If `alpha` lies in ll quadrant, `beta` lies in III quadrant and `tan (alpha + beta) gt 0`, then `(alpha + beta)` lies in... quadrants.

To solve the problem, we need to analyze the given information about the angles \( \alpha \) and \( \beta \) and determine the quadrant in which \( \alpha + \beta \) lies. ### Step 1: Identify the quadrants of \( \alpha \) and \( \beta \) - \( \alpha \) lies in the second quadrant. - \( \beta \) lies in the third quadrant. ### Step 2: Determine the general angles for \( \alpha \) and \( \beta \) - In the second quadrant, angles can be expressed as: \[ \alpha = \pi - \theta \quad (\text{where } 0 < \theta < \pi) \] - In the third quadrant, angles can be expressed as: \[ \beta = \pi + \phi \quad (\text{where } 0 < \phi < \pi) \] ### Step 3: Calculate \( \alpha + \beta \) Now, we can find \( \alpha + \beta \): \[ \alpha + \beta = (\pi - \theta) + (\pi + \phi) = 2\pi + \phi - \theta \] ### Step 4: Analyze the expression \( 2\pi + \phi - \theta \) Since \( \phi \) and \( \theta \) are both positive angles (as they are in their respective quadrants), the expression \( \phi - \theta \) can be either positive, negative, or zero.
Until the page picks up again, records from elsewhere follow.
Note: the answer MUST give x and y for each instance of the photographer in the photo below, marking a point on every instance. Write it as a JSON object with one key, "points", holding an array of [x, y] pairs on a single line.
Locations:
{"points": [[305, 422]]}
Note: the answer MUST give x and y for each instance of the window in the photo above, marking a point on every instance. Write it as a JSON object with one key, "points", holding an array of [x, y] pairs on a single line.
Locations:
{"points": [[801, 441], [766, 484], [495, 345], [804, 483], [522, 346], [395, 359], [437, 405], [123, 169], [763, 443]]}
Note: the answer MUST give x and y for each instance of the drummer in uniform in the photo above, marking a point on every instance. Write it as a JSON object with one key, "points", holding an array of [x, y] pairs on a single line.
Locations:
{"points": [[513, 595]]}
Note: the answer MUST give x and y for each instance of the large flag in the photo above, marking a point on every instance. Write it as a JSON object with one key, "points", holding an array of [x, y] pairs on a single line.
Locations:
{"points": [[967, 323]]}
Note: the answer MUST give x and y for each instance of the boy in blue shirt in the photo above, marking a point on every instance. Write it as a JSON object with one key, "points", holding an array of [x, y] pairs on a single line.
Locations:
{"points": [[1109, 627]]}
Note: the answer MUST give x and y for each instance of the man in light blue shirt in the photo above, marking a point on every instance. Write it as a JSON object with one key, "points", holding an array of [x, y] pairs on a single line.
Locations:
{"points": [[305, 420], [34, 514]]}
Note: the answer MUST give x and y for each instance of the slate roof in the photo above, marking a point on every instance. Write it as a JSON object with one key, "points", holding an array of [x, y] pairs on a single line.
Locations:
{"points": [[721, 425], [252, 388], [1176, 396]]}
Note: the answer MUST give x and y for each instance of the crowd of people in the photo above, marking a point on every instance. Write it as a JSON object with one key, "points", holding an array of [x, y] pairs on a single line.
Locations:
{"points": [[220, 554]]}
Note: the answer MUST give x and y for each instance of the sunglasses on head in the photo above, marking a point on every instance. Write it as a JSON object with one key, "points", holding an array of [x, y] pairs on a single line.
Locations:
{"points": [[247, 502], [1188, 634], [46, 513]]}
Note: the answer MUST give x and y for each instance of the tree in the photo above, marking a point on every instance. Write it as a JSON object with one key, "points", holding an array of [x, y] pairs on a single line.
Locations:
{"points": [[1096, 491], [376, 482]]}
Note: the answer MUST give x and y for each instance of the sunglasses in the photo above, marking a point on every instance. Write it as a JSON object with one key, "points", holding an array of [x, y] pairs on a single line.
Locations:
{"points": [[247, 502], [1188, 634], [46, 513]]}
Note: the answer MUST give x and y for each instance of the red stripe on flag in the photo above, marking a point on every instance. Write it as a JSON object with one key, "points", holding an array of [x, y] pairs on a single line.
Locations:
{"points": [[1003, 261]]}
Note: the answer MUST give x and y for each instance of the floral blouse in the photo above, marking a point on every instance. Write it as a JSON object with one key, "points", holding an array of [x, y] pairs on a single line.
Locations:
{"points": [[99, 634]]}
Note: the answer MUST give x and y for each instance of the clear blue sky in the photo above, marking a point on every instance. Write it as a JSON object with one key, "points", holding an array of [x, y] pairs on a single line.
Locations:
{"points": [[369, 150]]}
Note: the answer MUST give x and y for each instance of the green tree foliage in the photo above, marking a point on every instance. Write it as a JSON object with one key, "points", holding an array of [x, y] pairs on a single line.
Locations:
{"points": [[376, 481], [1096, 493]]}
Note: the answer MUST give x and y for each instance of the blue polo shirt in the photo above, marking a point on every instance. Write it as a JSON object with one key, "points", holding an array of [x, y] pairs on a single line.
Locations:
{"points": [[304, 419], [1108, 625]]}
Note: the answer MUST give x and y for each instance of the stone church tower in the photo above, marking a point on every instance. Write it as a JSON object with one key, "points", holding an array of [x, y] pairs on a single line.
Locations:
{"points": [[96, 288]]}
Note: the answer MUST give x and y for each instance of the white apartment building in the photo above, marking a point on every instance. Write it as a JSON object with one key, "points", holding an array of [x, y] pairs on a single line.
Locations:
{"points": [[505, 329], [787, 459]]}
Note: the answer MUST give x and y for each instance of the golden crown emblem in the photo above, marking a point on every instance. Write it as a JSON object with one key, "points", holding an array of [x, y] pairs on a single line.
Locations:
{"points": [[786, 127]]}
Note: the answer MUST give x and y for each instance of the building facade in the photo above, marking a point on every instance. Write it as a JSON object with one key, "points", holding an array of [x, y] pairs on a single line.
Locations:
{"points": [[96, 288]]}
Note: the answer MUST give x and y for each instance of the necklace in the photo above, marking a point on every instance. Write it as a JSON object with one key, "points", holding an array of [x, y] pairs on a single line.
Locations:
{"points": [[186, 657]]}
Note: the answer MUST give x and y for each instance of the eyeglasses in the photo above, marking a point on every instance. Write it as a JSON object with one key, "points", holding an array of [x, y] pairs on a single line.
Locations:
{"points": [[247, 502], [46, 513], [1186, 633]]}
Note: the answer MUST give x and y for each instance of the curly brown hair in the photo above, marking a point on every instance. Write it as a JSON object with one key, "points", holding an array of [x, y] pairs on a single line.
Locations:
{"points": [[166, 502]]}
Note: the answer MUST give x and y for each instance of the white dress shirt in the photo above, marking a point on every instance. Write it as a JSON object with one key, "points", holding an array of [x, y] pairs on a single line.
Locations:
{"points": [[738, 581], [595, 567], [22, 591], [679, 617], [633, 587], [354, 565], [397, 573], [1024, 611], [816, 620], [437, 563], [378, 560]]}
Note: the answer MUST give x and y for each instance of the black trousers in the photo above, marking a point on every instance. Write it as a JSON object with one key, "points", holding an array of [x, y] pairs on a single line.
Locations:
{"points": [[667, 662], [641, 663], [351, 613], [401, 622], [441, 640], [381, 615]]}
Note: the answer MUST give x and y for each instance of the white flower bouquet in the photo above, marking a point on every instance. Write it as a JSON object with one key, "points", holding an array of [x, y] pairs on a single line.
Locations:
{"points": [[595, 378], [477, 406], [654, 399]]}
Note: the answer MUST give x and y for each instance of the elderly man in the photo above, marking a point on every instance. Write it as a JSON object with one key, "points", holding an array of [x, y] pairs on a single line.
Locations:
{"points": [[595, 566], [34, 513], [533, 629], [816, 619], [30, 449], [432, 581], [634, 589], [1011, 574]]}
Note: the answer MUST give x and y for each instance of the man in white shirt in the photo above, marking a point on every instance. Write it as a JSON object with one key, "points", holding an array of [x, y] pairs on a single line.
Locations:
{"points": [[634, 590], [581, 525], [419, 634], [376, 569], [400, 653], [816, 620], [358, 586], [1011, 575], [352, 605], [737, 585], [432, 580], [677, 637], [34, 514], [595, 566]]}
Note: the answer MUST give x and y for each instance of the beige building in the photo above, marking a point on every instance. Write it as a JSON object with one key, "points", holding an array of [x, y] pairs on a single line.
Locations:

However, since \( 2\pi \) is added, the overall angle \( \alpha + \beta \) will be greater than \( 2\pi \). ### Step 5: Determine the quadrant of \( \alpha + \beta \) - Angles greater than \( 2\pi \) will wrap around back into the standard position. - Since \( \alpha + \beta = 2\pi + (\phi - \theta) \), we need to consider the value of \( \phi - \theta \): - If \( \phi - \theta \) is positive, \( \alpha + \beta \) is in the first quadrant. - If \( \phi - \theta \) is negative, \( \alpha + \beta \) is in the fourth quadrant. - If \( \phi - \theta = 0\), \( \alpha + \beta \) is exactly \( 2\pi \) (which is equivalent to \( 0 \) radians). However, since we are given that \( \tan(\alpha + \beta) > 0 \), this implies that \( \alpha + \beta \) must be in a quadrant where the tangent function is positive. The tangent function is positive in the first and third quadrants. ### Conclusion Since \( \alpha \) is in the second quadrant and \( \beta \) is in the third quadrant, and given that \( \tan(\alpha + \beta) > 0 \), we conclude that \( \alpha + \beta \) lies in the **first quadrant**.